The moment-generating function of a random variable $W$ is defined as $ M_{W}(x)=e^\frac{x^2}{2}$.
Find a general expression for the even and odd moments of W.
My attempt:
$$m^{(1)}(x) = xe^{\frac{x^2}{2}}$$ $$m^{(2)}(x) = e^{\frac{x^2}{2}}(x^2+1)$$ $$m^{(3)}(x) = e^{\frac{x^2}{2}}x\left(x^2+3\right)$$ $$m^{(4)}(x) = e^{\frac{x^2}{2}}\left(x^4+6x^2+3\right)$$ $$m^{(5)}(x) = e^{\frac{x^2}{2}}x\left(x^4+10x^2+15\right)$$ $$m^{(6)}(x) = e^{\frac{x^2}{2}}\left(x^6+15x^4+45x^2+15\right)$$
We have:
$$m^{(1)}(0) = 0$$ $$m^{(2)}(0) = 1$$ $$m^{(3)}(0) = 0$$ $$m^{(4)}(0) = 3$$ $$m^{(5)}(0) = 0$$ $$m^{(6)}(0) = 15$$
I guess the general formula for the odd moments is just $0$. For the even numbers, I'm not sure how should I proceed with this one I wonder? Any methods or theorems I should apply?

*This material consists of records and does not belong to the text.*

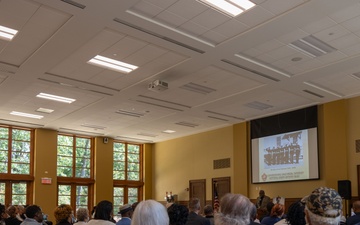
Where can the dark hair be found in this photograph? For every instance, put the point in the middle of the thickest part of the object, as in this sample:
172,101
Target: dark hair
296,214
178,214
103,210
32,210
277,210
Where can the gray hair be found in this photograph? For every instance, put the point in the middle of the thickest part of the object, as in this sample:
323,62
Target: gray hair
234,210
150,212
82,214
321,220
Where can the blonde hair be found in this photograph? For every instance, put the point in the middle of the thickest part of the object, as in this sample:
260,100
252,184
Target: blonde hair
62,213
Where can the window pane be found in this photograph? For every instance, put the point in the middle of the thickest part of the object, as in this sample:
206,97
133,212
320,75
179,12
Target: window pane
64,194
23,135
19,193
4,144
2,193
133,176
20,168
64,171
4,132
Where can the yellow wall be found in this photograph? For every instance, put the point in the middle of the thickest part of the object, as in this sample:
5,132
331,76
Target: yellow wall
190,158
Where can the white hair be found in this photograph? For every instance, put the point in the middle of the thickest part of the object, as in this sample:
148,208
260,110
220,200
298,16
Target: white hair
321,220
150,212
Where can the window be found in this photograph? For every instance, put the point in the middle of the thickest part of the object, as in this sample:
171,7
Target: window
127,173
16,150
75,170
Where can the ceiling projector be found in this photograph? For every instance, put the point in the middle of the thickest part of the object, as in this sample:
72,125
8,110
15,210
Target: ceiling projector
158,86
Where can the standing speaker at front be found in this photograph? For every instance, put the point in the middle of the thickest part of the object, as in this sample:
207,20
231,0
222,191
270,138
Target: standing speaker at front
344,189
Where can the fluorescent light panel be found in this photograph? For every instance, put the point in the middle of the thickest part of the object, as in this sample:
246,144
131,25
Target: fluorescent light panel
230,7
112,64
7,33
55,98
26,115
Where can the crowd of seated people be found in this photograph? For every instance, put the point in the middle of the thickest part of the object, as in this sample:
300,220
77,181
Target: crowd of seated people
323,206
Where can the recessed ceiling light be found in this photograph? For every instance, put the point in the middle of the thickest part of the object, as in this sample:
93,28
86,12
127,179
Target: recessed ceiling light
230,7
169,131
26,115
55,98
7,33
112,64
43,110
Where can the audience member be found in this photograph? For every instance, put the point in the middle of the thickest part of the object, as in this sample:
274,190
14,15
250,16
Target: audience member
194,218
21,212
12,211
262,200
295,215
126,212
234,209
150,212
3,214
63,214
356,217
178,214
82,216
103,214
276,214
323,207
253,215
268,210
209,213
34,215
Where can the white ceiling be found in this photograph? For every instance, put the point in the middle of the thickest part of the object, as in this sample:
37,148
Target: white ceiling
247,63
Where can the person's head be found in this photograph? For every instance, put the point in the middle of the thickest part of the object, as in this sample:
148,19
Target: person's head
63,213
194,205
261,193
253,212
34,212
150,212
82,214
126,210
323,207
234,210
3,214
277,210
269,206
356,206
296,214
208,210
12,211
178,214
103,210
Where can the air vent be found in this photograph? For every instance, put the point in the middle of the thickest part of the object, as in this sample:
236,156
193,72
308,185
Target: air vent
147,135
357,146
250,70
96,127
129,113
159,36
76,4
221,163
160,100
313,93
258,105
67,130
123,138
158,105
312,46
187,124
217,118
197,88
221,114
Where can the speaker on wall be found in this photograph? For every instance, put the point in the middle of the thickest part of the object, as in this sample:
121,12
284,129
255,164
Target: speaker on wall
344,189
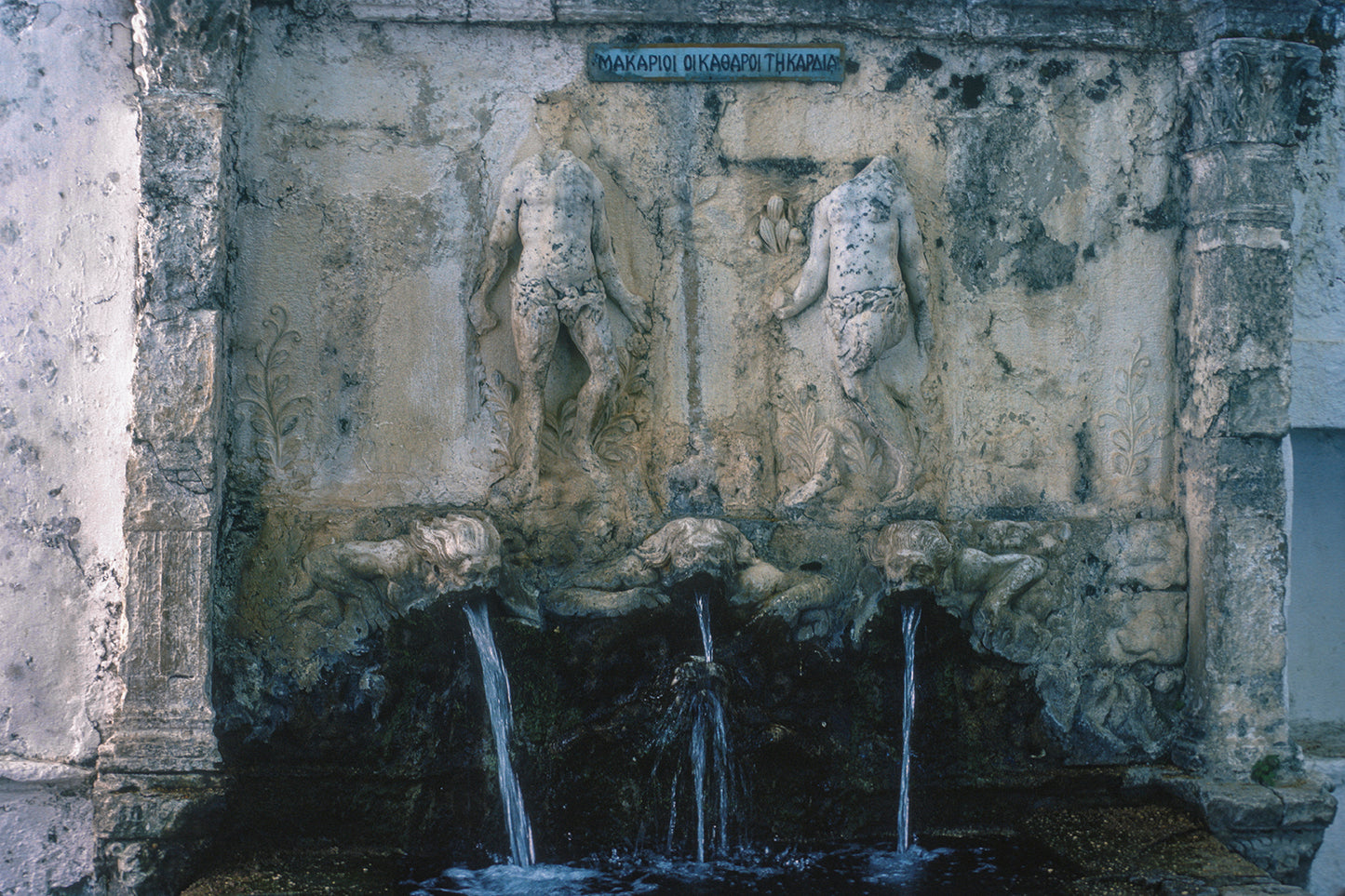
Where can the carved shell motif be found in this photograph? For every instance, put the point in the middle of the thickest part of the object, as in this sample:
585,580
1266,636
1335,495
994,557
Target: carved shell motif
776,234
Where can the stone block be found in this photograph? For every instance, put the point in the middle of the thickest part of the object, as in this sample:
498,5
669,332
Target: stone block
156,806
178,381
1233,476
1148,554
1317,376
410,11
171,486
510,11
182,255
1236,322
182,144
190,46
1231,808
1110,23
46,839
1245,183
1309,805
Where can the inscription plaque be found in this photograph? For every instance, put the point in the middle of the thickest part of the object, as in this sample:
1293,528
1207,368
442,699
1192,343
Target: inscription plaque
717,62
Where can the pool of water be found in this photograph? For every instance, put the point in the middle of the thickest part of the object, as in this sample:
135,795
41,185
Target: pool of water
994,868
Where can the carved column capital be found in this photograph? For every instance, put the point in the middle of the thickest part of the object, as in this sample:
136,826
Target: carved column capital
1248,90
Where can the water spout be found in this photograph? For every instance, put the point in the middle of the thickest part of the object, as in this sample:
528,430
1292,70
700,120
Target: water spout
909,623
495,681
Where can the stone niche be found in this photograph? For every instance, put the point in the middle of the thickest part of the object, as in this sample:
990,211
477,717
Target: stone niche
371,160
1058,401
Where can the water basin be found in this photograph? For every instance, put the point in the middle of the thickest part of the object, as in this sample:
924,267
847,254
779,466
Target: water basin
991,868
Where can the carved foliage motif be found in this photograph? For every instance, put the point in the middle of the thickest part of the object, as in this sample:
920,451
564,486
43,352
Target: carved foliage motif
1136,429
1247,90
810,446
775,230
804,439
276,416
615,425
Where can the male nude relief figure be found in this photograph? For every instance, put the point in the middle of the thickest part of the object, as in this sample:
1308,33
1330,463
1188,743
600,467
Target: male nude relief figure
553,206
865,255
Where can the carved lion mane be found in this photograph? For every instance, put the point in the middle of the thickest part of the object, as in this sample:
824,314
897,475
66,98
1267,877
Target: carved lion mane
693,545
463,549
901,546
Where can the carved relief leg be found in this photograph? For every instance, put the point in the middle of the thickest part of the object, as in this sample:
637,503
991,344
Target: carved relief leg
593,340
535,328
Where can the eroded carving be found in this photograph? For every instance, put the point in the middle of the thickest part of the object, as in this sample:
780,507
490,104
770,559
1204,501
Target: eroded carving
1136,429
691,548
775,230
865,255
915,555
369,582
552,206
276,413
1247,90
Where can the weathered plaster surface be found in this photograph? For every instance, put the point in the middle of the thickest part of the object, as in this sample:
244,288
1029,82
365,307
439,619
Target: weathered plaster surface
1318,346
370,160
69,190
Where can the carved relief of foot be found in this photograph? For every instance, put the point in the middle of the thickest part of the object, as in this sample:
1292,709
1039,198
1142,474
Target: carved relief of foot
517,488
821,483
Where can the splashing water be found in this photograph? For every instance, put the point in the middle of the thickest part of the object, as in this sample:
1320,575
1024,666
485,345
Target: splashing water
495,681
909,623
703,616
697,718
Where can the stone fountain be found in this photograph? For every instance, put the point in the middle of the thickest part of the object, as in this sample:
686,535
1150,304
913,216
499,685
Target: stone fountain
961,323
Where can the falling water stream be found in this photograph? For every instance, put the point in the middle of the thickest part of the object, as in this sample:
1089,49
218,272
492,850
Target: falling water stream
698,718
909,623
502,726
709,740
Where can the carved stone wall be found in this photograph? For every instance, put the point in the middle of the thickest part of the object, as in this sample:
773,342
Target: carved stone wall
157,786
1245,99
324,338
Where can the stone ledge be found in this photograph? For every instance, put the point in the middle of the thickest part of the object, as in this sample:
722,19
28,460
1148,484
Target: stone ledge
1277,827
1124,24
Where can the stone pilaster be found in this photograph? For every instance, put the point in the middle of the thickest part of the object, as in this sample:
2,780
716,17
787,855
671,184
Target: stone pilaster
1235,328
157,783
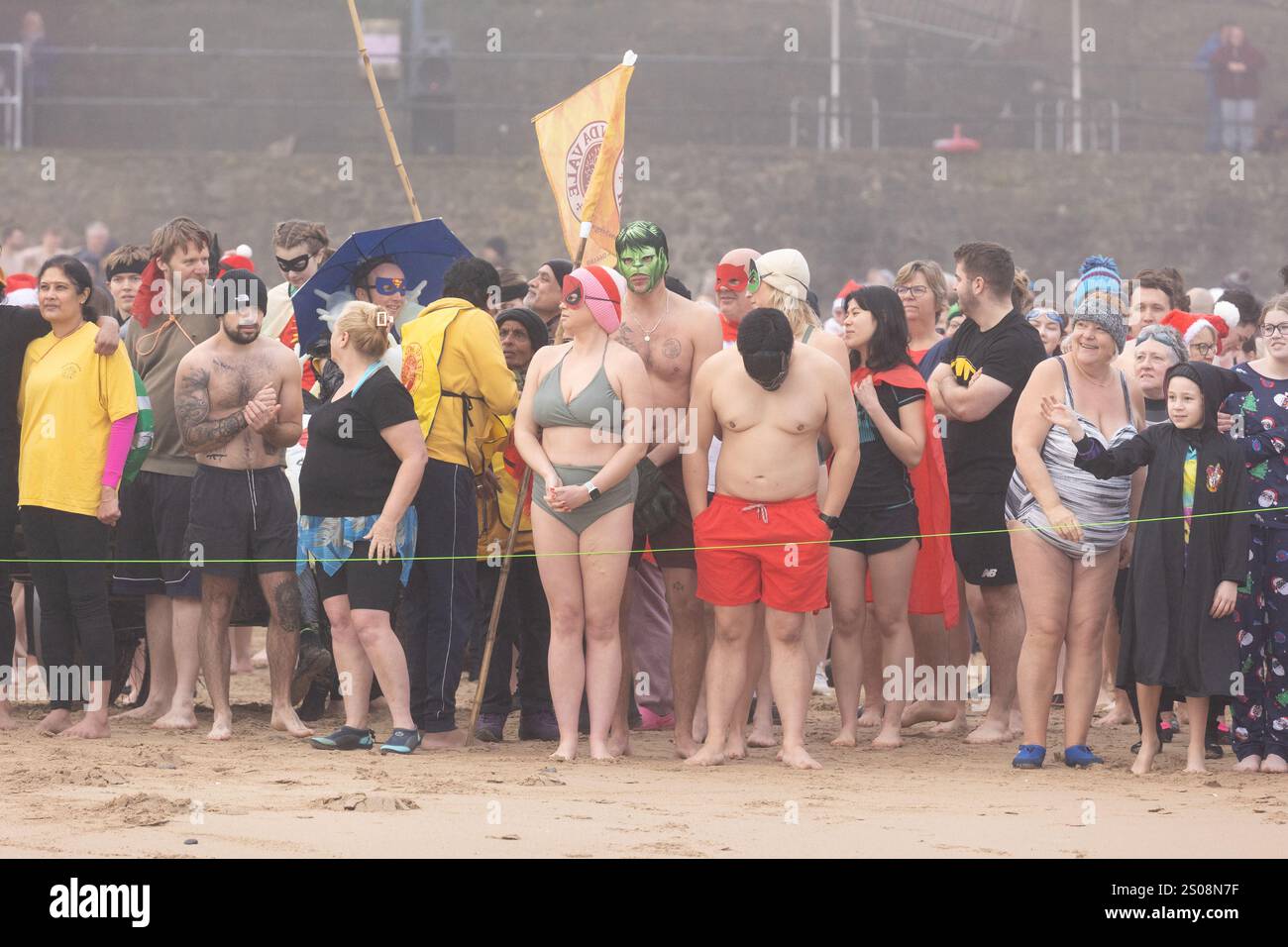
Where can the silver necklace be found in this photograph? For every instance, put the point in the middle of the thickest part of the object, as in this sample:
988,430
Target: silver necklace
666,312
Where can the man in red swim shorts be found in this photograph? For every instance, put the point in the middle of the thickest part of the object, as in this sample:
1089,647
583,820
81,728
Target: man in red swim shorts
763,538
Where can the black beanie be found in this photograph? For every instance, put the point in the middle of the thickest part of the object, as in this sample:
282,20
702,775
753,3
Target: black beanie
232,290
532,324
764,337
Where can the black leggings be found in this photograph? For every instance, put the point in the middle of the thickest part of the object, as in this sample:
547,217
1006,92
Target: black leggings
72,599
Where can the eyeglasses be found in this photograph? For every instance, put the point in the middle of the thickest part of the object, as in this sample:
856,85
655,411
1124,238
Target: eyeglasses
390,285
296,264
730,277
911,291
574,294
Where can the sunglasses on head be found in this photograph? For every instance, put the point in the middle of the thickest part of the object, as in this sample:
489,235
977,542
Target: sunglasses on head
390,285
296,264
574,294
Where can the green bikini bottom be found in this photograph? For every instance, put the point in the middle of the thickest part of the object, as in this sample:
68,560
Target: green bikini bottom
580,519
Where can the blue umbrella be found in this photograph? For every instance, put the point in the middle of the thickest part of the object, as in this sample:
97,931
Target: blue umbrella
424,250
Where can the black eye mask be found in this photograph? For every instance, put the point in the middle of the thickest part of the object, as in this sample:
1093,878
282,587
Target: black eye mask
296,264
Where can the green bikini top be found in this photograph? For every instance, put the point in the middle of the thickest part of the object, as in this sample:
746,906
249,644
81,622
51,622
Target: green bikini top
585,410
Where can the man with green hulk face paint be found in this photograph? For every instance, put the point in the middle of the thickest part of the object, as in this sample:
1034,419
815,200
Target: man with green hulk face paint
642,256
674,337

Hint: The moment generating function of a random variable $Y$ is $E(e^{tY})$, which is $$1+\frac{E(Y)}{1!}t+\frac{E(Y^2)}{2!}t^2+\frac{E(Y^3)}{3!}t^3+\frac{E(Y^4)}{4!}t^4+\cdots.\tag{1}$$ Now expand $e^{t^2/2}$ in a power series. We get $$1+\frac{1}{2\cdot 1!}t^2+\frac{1}{2^2\cdot 2!}t^4+\frac{1}{2^3\cdot 3!}t^6+\cdots.\tag{2}$$ Compare (1) and (2) to write down the answers to your question.